A relish tray with pickles, olives, etc.

Mashed potatoes. (no gravy though; we forgot about it until 5 minutes before dinner, when people were already starting to amble toward the table, and we decided to just not mention it; we hid the gravy boat, and no one asked, which was very polite of them.

Sweet potatoes with pecans and pineapple; this was supposed to have mini marshmallows on it, but when my daughter and I were warming up the things people brought, we forgot to put them on, which in my opinion is just as well.

Twice baked potatoes, made by the redoubtable grandmother, which she entrusted to me to warm up, and which I almost (but not quite) burnt. (Good thing she doesn't have a computer, since I'm trying to gain her trust in the interests of the corn recipe).

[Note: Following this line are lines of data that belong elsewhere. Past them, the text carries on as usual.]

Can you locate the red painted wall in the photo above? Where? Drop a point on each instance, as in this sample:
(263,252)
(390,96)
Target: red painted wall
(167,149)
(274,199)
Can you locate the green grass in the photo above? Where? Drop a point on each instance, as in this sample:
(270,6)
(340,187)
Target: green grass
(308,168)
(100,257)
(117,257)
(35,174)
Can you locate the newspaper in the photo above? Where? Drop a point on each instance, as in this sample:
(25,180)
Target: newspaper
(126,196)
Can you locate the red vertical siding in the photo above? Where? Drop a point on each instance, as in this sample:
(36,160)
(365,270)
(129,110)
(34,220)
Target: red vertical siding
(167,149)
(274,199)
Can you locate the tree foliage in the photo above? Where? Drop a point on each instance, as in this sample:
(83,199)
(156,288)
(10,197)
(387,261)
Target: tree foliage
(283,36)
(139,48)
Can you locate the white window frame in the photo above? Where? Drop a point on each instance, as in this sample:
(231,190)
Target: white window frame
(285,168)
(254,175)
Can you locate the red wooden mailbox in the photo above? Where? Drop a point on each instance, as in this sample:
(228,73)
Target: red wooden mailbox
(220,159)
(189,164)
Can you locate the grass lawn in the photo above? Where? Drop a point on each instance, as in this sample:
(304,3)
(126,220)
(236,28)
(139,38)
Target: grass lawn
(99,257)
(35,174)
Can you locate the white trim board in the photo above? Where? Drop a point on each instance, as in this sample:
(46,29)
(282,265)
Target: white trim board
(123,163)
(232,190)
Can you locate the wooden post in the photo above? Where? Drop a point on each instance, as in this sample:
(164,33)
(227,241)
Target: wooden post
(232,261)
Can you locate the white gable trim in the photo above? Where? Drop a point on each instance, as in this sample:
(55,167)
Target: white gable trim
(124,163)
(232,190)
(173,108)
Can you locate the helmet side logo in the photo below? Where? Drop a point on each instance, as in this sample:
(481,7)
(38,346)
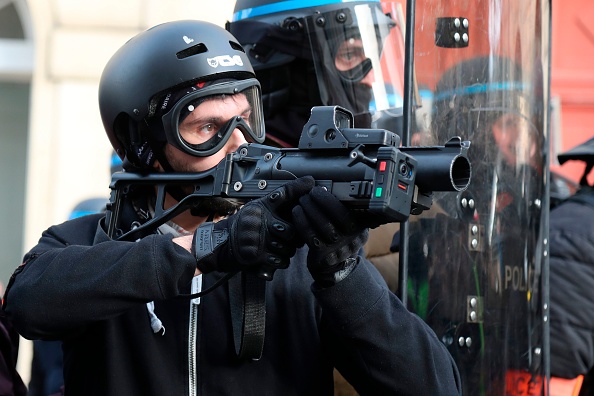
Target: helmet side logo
(225,61)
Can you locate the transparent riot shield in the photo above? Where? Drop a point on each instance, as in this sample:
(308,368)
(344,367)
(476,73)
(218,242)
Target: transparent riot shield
(477,267)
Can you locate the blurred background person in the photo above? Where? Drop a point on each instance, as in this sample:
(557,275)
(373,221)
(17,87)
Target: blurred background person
(348,54)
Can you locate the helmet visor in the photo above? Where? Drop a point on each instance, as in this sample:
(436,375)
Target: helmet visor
(202,122)
(358,53)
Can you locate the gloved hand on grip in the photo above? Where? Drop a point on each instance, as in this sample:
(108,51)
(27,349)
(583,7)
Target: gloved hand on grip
(333,233)
(259,235)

Broccoli: I made this so we'd have something green, but it was terribly overshadowed.

Homemade fudge

Chocolate chip cookies

Ginger cookies

Banana pudding (the grandmother's recipe, although made by a cousin), so popular that people had a helping of it on their dinner plates while we were waiting for dessert.

2 pumpkin pies, made by my daughter and son-in-law from my mother's recipe; this was the first time ever they'd made pies, and they came out great. The recipe was clipped out of a magazine in the '50s, and is titled "Indiana Punkin Pie."

I feel as if I ought to take a brisk walk after writing all this down. The very best part was watching my grandson eat his first mashed potatoes. He pushed the first bite out of his mouth with his tongue, took some on his hand to examine, and then put it back in, accepting future bites with equanimity.